# broom swept



## garylaps (Sep 28, 2012)

broom swept condition include cleaning the refrig.? I was just told to "return to property at your expense" to clean a refrig. I bid to clean... I don't know how they will like the pics of me sweeping out the refrig...What about the dirty stove, toilet ect.. Cleaning products water and scrubbing sounds like a sales clean to me. What's your take? Am I wrong?


----------



## mtmtnman (May 1, 2012)

Just another National taking advantage of the contractor and billing the client for a service they Aren't paying you for....


----------



## GTX63 (Apr 12, 2012)

That about says it. We used to reply to stupidy like that with "refer to previous bids".


----------



## STARBABY (Apr 12, 2012)

garylaps said:


> broom swept condition include cleaning the refrig.? I was just told to "return to property at your expense" to clean a refrig. I bid to clean... I don't know how they will like the pics of me sweeping out the refrig...What about the dirty stove, toilet ect.. Cleaning products water and scrubbing sounds like a sales clean to me. What's your take? Am I wrong?

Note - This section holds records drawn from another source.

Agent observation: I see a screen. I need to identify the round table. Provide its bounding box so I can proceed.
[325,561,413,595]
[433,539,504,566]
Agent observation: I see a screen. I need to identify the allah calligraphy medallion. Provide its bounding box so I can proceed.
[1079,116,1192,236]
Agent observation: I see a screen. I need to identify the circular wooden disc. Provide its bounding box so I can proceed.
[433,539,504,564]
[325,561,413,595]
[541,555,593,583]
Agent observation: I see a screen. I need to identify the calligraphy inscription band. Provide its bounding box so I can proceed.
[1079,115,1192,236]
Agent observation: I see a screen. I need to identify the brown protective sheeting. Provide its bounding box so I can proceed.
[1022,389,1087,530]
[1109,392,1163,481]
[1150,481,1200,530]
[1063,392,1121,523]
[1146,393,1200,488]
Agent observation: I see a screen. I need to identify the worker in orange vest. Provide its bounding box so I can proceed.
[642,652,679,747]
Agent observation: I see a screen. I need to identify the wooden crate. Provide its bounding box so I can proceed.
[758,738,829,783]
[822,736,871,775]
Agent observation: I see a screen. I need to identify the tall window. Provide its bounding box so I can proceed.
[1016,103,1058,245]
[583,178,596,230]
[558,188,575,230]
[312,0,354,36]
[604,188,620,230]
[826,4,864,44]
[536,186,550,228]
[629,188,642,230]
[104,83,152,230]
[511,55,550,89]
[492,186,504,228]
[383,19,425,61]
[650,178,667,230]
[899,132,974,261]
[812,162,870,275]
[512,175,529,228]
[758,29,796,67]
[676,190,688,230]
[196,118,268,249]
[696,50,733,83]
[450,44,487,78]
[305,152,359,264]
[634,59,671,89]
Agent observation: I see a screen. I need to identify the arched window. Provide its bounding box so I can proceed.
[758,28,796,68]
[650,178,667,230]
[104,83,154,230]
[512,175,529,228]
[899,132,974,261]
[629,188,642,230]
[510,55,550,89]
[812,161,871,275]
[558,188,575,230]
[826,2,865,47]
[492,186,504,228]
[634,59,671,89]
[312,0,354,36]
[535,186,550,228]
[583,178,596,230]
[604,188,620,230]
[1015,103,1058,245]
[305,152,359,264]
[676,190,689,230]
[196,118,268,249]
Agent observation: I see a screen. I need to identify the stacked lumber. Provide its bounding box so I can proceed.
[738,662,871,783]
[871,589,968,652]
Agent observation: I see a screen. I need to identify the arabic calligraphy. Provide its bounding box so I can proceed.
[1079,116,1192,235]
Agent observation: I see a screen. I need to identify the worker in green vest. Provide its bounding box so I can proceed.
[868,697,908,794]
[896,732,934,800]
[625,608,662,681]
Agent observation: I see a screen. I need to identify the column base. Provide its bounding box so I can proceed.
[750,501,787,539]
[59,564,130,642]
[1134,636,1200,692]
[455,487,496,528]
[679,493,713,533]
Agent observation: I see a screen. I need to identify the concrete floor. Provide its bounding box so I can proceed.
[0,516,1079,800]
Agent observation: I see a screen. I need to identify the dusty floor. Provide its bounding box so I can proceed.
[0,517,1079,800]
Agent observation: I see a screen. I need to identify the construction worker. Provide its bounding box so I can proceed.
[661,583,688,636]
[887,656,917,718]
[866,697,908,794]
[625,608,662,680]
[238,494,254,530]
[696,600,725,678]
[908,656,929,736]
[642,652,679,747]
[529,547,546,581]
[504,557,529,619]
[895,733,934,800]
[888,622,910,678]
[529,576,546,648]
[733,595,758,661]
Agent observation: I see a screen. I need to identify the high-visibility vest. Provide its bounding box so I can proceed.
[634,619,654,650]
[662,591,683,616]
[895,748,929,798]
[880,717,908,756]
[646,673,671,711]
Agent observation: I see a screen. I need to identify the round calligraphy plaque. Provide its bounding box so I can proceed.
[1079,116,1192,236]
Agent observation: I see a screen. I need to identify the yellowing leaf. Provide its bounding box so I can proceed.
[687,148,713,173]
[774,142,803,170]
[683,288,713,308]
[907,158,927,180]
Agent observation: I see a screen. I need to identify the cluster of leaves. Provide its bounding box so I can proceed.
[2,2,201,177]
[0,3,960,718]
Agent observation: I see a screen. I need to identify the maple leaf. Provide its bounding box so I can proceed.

sounds like the brothers BS!


----------



## Splinterpicker (Apr 18, 2012)

garylaps said:


> broom swept condition include cleaning the refrig.? I was just told to "return to property at your expense" to clean a refrig. I bid to clean... I don't know how they will like the pics of me sweeping out the refrig...What about the dirty stove, toilet ect.. Cleaning products water and scrubbing sounds like a sales clean to me. What's your take? Am I wrong?


What does it say in their directions and who is the national ?? I have found it better to use a shop vac for the broom sweeping of carpets.


----------



## JDRM (Apr 16, 2012)

Splinterpicker said:


> What does it say in their directions and who is the national ?? I have found it better to use a shop vac for the broom sweeping of carpets.


That is borderline sales clean also, vacuuming.......


----------



## BamaPPC (May 7, 2012)

I've been told that cleaning the toilets and fridge is supposed to be part of the BSC. But, I've also been told that BSC does not include the use of rags, cleaners, ect. So, when we get to a fridge, if it has a small amount of rotten food, we clear the inside of any debris and bid to wipe down the inside using cleaners, rags, ect. 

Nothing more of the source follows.